You want to go from multiple cases per id to one case per id. This type
of rearrangement is going from 'long' to 'wide' or 'long-to-wide'.

Go into the syntax reference and read up on the Casestovars command.
That is all you need.

Gene Maguin

PRIVILEGED AND CONFIDENTIAL INFORMATION
This transmittal and any attachments may contain PRIVILEGED AND
CONFIDENTIAL information and is intended only for the use of the
addressee. If you are not the designated recipient, or an employee
or agent authorized to deliver such transmittals to the designated
recipient, you are hereby notified that any dissemination,
copying or publication of this transmittal is strictly prohibited. If
you have received this transmittal in error, please notify us
immediately by replying to the sender and delete this copy from your
system. You may also call us at (309) 827-6026 for assistance.

Bauer, Craig

Re: combining multiple records with same id

In reply to this post by nomi-6

Hi Nomi

You could try writing out the first accident to one file, everyone's
second accident to a second file, and so on and then string them all
together, like this:

* Sort by id, create a incremented count called flag, which will tell
you if it's the first, second, etc record for that id number.
sort cases by id.
compute flag=1.
if (lag(id)=id) flag=lag(flag)+1.
save outfile='master.sav'.

* Save out a file with the first record for each person only.
select if (flag=1).
save outfile='one.sav'.

* Get your sorted file, rename all variables to something new (SPSS
won't like duped var names) and save our file two with all second
accidents.
get file='master.sav'.
rename variables (var1 var2 var3 = var1b var2b var3b).
select if (flag=2).
save outfile='two.sav'.

* Repeat this process for every possible instance (so if a person can
have a max of 5 accidents, you'll do this five times and have 5 files).
* If the people in your file are particularly accident-prone and will
have a higher max, you could probably put this in a macro or something
to save time.

* Finally, pull them all together onto one row.
new file.
match files
/file='one.sav'
/file='two.sav'
/by id.
execute.

HTH

Craig

-----Original Message-----
From: SPSSX(r) Discussion [mailto:[hidden email]] On Behalf Of
Nomi
Sent: Wednesday, October 11, 2006 7:11 AM
To: [hidden email]
Subject: combining multiple records with same id

Hi,

I have a file with 87,000 cases. Each case (line) contains data about a
car accident. the id number for each person is given. If the person had
more than one car accident then he has several entries. I'd like to
combine all these entries so that at the end I will have a line for each
person with all the different variables (and no duplicate entries).
How can I do this with spss?

Thanks!
Nomi

Richard Ristow

Re: combining multiple records with same id

In reply to this post by nomi-6

At 07:11 AM 10/11/2006, Nomi wrote:

>I have a file with 87,000 cases. Each case (line) contains data about
>a car accident. If the person had more than one car accident then he
>has several entries. I'd like to combine all these entries so that at
>the end I will have a line for each person with all the different
>variables (and no duplicate entries).

At 10:47 AM 10/11/2006, Gene Maguin wrote:

>You want to go from multiple cases per id to one case per id. This is
>going from 'long' to 'wide' or 'long-to-wide'. In the syntax
>reference, read up on the Casestovars command.

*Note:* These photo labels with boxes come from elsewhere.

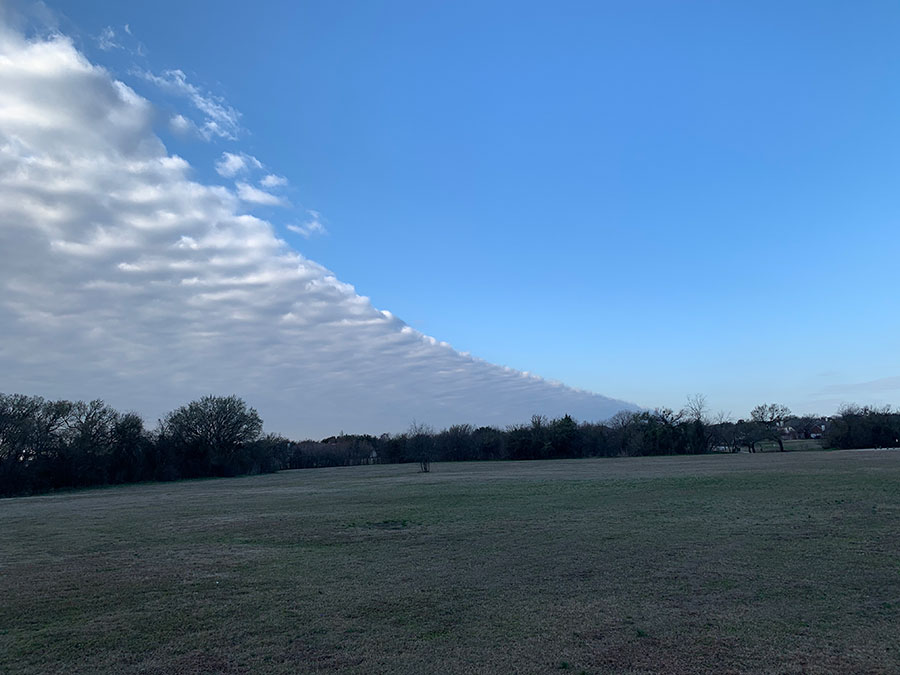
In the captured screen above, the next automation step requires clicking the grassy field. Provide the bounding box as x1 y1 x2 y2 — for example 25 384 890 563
0 451 900 673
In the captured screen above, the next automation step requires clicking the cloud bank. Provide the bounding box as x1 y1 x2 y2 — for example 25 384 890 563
0 29 633 437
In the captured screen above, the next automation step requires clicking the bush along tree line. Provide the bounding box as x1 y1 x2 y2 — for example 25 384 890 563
0 394 900 496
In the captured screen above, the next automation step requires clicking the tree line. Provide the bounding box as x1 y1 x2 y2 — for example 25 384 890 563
0 394 900 496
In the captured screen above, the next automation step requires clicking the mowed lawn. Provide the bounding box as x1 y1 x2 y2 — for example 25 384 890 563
0 451 900 673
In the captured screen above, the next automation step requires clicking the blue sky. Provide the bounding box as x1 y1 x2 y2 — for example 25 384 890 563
1 0 900 434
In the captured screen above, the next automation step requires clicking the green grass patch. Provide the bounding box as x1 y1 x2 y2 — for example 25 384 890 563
0 452 900 673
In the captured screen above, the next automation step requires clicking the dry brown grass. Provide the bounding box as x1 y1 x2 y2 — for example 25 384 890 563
0 452 900 673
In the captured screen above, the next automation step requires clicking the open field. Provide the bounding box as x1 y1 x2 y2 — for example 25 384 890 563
0 451 900 673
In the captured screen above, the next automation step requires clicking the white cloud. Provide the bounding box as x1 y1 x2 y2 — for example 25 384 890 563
216 152 262 178
235 183 286 206
259 173 288 188
287 214 326 240
137 69 241 141
169 114 197 135
0 25 636 436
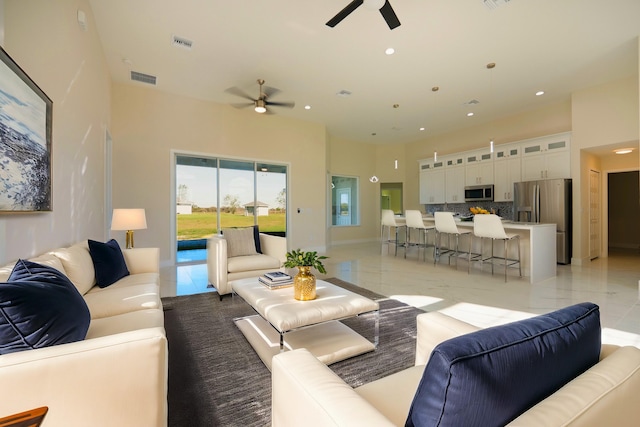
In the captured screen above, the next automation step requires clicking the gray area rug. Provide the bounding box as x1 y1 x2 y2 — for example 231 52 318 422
162 279 422 427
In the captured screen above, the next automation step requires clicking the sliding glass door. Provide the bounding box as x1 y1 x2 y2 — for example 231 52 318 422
175 155 287 262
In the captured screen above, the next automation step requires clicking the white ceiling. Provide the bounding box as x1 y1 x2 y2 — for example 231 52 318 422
89 0 640 143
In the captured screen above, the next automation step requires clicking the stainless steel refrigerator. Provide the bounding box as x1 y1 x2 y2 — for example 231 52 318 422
513 179 572 264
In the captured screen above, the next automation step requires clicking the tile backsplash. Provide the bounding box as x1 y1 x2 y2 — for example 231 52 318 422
423 202 513 220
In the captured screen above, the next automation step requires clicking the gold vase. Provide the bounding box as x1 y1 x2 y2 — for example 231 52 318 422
293 266 316 301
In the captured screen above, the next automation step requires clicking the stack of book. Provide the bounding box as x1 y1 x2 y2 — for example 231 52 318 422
258 271 293 289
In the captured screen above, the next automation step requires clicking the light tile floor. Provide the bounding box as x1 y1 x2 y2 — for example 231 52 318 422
161 243 640 347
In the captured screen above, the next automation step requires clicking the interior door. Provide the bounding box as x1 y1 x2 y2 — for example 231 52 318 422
589 170 602 259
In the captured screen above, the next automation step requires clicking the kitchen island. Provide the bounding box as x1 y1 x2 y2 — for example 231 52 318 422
396 216 557 283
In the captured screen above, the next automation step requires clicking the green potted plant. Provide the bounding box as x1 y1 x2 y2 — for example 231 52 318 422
283 249 327 301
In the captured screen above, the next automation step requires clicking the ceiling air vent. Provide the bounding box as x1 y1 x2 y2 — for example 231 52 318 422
131 71 156 86
171 34 193 50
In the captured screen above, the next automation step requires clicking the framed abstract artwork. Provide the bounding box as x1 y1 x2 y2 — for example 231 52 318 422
0 48 53 213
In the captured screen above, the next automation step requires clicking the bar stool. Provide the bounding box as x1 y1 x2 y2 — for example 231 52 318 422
469 214 522 282
380 209 406 256
433 212 471 268
404 210 435 261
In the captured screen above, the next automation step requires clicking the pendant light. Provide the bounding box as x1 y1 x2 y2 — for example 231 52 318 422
487 62 496 153
431 86 440 162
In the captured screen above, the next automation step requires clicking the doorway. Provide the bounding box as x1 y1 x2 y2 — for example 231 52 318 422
380 182 404 215
589 169 602 260
607 171 640 255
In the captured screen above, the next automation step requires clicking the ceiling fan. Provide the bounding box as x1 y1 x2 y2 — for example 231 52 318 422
225 79 296 114
327 0 400 30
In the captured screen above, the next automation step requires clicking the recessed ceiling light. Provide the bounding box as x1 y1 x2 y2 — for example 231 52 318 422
613 148 633 154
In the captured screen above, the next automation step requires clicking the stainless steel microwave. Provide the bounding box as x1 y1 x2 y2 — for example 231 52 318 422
464 185 493 202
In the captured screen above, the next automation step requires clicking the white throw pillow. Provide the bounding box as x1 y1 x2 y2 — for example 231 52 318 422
222 227 258 258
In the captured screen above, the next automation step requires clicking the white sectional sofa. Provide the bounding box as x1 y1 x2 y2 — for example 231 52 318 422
0 242 168 427
272 312 640 427
207 231 287 299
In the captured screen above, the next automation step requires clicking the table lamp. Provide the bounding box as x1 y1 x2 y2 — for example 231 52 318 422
111 209 147 249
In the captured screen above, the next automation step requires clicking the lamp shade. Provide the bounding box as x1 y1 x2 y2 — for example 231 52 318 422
111 209 147 230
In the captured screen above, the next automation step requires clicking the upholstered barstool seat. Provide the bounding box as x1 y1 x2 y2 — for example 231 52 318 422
404 210 435 260
433 212 471 267
469 214 522 282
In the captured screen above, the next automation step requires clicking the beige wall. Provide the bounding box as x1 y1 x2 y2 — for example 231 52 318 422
404 102 571 214
571 76 640 265
112 84 327 263
0 0 110 264
0 0 640 268
328 138 380 245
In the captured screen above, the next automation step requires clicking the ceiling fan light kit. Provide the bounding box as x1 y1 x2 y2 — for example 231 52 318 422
225 79 296 114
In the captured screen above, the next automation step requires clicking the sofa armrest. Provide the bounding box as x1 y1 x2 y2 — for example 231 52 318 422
415 311 480 365
271 349 393 427
508 347 640 427
260 233 287 264
207 235 231 295
0 328 167 427
122 248 160 274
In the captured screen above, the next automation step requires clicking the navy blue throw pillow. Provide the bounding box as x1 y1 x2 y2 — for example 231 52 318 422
0 260 91 354
253 225 262 254
406 303 601 427
89 239 129 288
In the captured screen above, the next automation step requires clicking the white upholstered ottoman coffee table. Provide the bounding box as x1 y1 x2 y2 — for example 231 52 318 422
231 277 379 369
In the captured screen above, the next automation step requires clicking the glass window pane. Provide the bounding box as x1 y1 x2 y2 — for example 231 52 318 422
176 156 218 262
331 175 360 226
256 163 287 236
219 160 255 228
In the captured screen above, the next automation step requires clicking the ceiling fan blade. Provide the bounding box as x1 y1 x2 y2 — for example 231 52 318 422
380 0 400 30
225 86 254 101
229 102 256 108
262 86 280 98
266 101 296 108
326 0 364 28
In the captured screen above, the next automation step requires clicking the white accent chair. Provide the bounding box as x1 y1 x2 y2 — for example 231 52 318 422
404 210 435 261
433 212 471 268
207 233 287 299
469 214 522 282
380 209 404 255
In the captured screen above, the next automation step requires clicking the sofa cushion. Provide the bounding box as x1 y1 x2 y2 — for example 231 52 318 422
222 227 258 258
84 284 162 319
87 273 160 294
0 260 91 354
89 239 129 288
87 308 164 339
50 242 96 295
227 254 280 273
406 303 601 426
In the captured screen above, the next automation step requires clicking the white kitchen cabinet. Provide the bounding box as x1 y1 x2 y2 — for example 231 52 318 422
521 137 571 181
420 160 445 205
443 155 465 203
465 150 493 186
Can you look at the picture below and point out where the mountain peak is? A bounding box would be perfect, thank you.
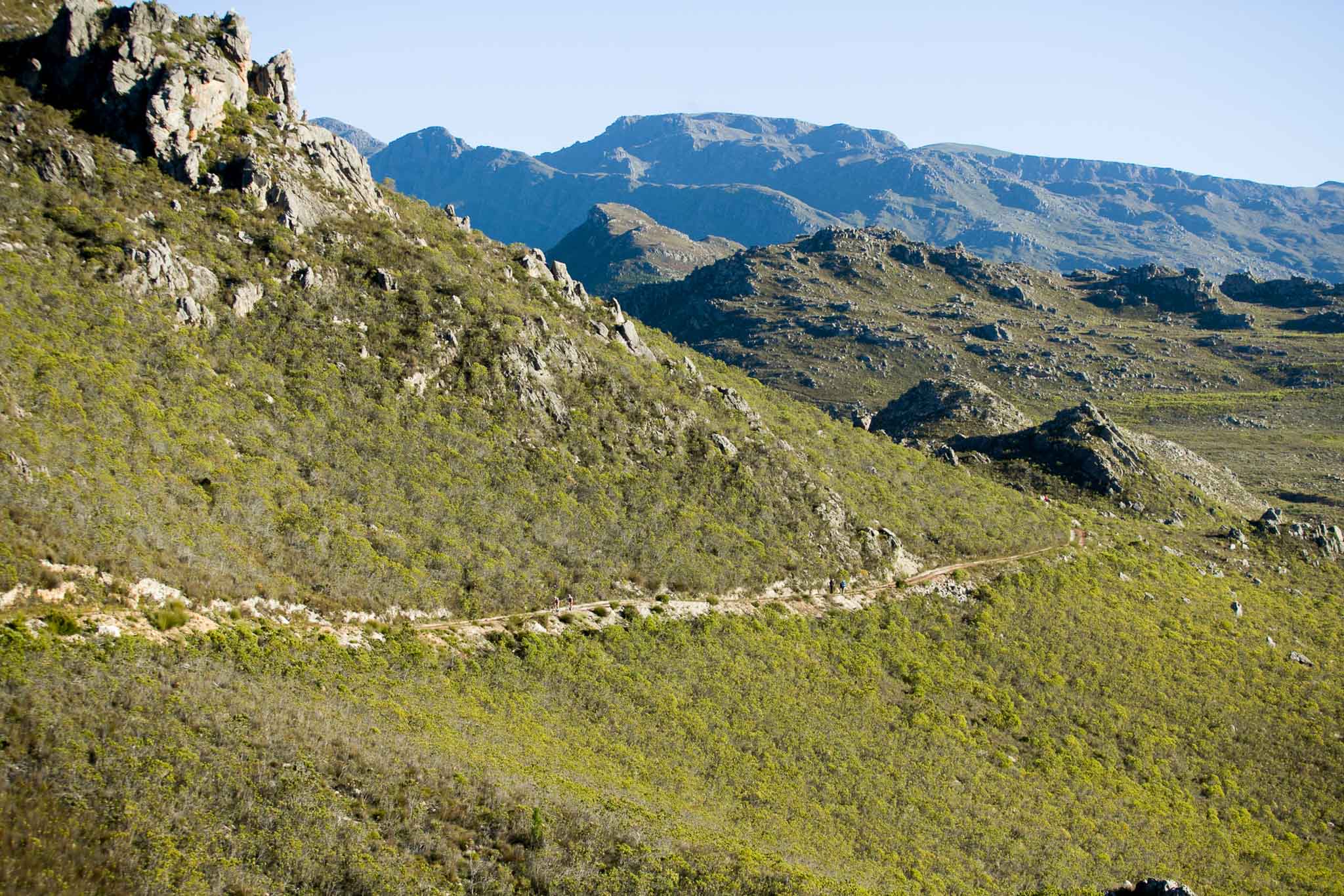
[312,118,387,159]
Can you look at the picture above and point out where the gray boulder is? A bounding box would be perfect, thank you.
[867,376,1031,439]
[26,0,392,231]
[247,50,300,118]
[1106,877,1195,896]
[232,283,264,319]
[709,432,738,457]
[969,324,1012,342]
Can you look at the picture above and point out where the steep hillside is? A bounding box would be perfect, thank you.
[620,228,1344,516]
[0,5,1066,623]
[550,203,742,296]
[373,114,1344,281]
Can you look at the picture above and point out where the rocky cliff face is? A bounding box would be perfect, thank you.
[867,376,1031,441]
[550,203,744,296]
[313,118,387,159]
[18,0,391,230]
[373,114,1344,282]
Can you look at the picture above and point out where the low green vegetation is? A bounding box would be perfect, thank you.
[0,79,1067,615]
[0,544,1344,896]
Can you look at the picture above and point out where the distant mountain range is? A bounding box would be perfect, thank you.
[320,114,1344,281]
[547,203,745,296]
[313,118,387,159]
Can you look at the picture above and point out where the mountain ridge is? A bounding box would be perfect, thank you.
[373,113,1344,279]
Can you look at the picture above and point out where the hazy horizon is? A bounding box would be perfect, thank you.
[175,0,1344,187]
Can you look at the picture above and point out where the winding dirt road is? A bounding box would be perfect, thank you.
[417,528,1087,632]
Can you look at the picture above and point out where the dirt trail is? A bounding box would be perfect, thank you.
[417,528,1087,632]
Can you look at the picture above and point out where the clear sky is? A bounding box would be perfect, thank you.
[169,0,1344,186]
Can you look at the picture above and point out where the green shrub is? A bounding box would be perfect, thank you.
[145,600,187,632]
[41,610,79,636]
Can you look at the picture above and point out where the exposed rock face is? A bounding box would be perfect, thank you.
[373,113,1344,282]
[312,118,387,159]
[1280,309,1344,333]
[247,50,301,118]
[28,0,391,230]
[550,203,742,296]
[971,324,1012,342]
[868,376,1031,441]
[1106,877,1195,896]
[1070,264,1255,329]
[925,400,1265,523]
[949,401,1144,495]
[1222,272,1344,308]
[232,283,264,319]
[499,317,591,426]
[121,241,219,302]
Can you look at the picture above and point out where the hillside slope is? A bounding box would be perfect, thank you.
[549,203,742,296]
[373,113,1344,281]
[618,228,1344,516]
[0,5,1066,623]
[0,7,1344,896]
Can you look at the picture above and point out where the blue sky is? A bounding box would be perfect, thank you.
[172,0,1344,186]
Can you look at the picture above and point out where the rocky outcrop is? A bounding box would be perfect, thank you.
[968,324,1012,342]
[499,317,591,426]
[247,50,301,118]
[1222,272,1344,308]
[312,118,387,159]
[231,283,266,319]
[948,401,1144,495]
[27,0,391,230]
[550,203,742,296]
[1106,877,1195,896]
[121,241,219,304]
[1068,264,1255,329]
[1280,309,1344,333]
[868,376,1031,441]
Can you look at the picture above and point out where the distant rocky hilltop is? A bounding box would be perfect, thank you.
[313,118,387,159]
[550,203,744,296]
[372,113,1344,282]
[19,0,392,231]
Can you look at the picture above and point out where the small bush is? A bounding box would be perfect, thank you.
[145,600,187,632]
[41,610,79,636]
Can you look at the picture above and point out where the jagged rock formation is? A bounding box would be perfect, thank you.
[550,203,742,296]
[362,113,1344,281]
[868,377,1265,514]
[1106,877,1195,896]
[313,118,387,159]
[867,376,1031,441]
[1280,309,1344,333]
[24,0,391,230]
[1070,264,1255,329]
[1222,272,1344,308]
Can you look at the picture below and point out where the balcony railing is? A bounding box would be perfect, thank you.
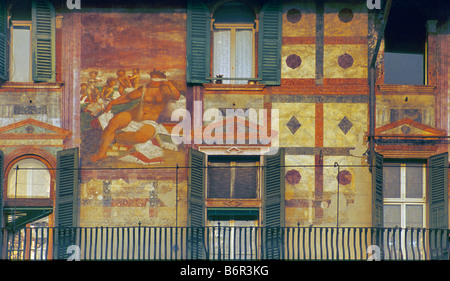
[0,226,450,260]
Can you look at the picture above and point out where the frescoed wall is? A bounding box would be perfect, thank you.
[79,8,186,226]
[80,12,186,167]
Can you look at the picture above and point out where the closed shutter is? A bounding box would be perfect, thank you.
[0,150,4,260]
[188,148,205,259]
[258,1,282,85]
[428,153,448,228]
[0,0,8,81]
[55,148,79,259]
[372,152,383,227]
[262,148,285,259]
[186,0,211,83]
[32,0,55,82]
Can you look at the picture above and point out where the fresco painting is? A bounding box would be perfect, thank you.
[80,13,186,167]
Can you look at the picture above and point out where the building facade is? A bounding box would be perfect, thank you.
[0,0,449,258]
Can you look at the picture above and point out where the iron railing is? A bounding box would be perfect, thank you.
[0,226,450,260]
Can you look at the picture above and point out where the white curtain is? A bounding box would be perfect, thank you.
[235,29,253,84]
[213,29,231,83]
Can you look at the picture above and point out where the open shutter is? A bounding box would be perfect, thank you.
[32,0,55,82]
[188,148,206,259]
[258,1,282,85]
[263,148,285,259]
[428,153,448,228]
[372,152,384,227]
[0,0,8,81]
[55,148,79,259]
[186,0,211,83]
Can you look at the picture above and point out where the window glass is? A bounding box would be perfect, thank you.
[406,163,423,198]
[383,163,400,198]
[10,25,31,82]
[406,205,423,227]
[214,29,231,79]
[383,205,402,227]
[7,158,50,198]
[208,157,258,199]
[235,29,253,84]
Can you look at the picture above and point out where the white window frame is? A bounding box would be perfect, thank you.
[9,20,33,82]
[211,19,258,84]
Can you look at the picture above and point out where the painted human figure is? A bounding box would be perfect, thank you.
[100,78,116,100]
[129,68,141,89]
[91,71,180,162]
[86,71,102,103]
[117,69,131,96]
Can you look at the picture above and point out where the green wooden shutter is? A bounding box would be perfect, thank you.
[55,148,79,259]
[258,1,282,85]
[0,150,4,259]
[372,152,384,227]
[0,0,8,81]
[186,0,211,83]
[428,153,448,228]
[32,0,55,82]
[188,148,206,259]
[262,148,285,259]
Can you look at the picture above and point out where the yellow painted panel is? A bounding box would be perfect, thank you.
[283,1,316,37]
[281,44,316,78]
[324,1,368,36]
[323,103,368,147]
[272,103,315,147]
[324,44,367,78]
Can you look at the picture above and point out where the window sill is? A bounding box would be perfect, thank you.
[206,198,261,208]
[203,83,266,91]
[378,84,436,94]
[0,81,63,89]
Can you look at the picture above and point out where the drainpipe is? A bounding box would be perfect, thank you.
[368,0,392,226]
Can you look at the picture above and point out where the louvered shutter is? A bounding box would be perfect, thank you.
[0,150,4,259]
[55,148,79,259]
[263,148,285,259]
[258,1,282,85]
[372,152,384,227]
[428,153,448,228]
[186,0,211,83]
[188,148,205,259]
[0,0,8,81]
[32,0,55,82]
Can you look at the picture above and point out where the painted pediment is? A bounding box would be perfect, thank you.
[375,118,446,137]
[0,118,72,139]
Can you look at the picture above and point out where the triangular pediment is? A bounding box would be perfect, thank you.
[0,118,72,139]
[375,118,445,137]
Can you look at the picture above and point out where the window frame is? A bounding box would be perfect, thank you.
[210,19,258,84]
[8,20,33,83]
[383,160,428,228]
[205,154,263,208]
[3,154,56,207]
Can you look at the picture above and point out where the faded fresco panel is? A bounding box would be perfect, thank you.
[80,10,186,168]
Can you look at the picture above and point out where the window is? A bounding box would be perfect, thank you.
[372,152,448,228]
[0,0,56,82]
[186,0,282,85]
[384,2,426,85]
[9,21,31,82]
[213,2,256,84]
[383,162,426,228]
[7,158,51,199]
[208,156,259,199]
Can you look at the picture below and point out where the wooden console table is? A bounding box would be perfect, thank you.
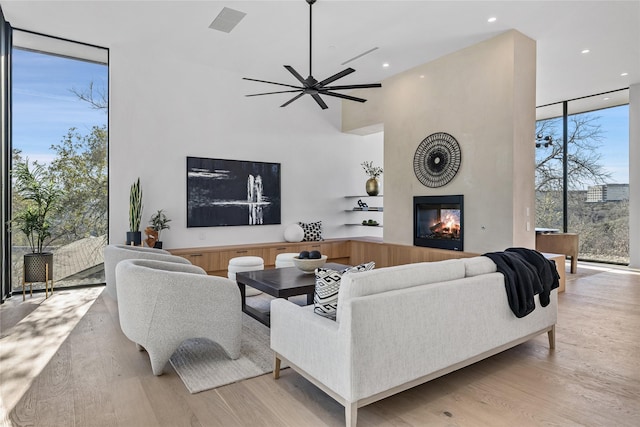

That's correct. You may also find you can click up the command from the
menus; see menu entry "Data>Restructure".

HOWEVER, think at least twice, before you restructure long to wide. Go
over what you plan to do with your data, and how best to do it. You may
want to post, asking about that. Many, many operations are easier with
data in 'long' form, one record per incident and multiple per person,
particularly when there's an indefinite number of incidents per person.
At 11:53 AM 10/11/2006, Melissa Ives wrote:

>Use AGGREGATE if you prefer to summarize across accidents per person.

That is quite right; you'll almost certainly need to do some of it; and
it's one operation much easier with Long organization.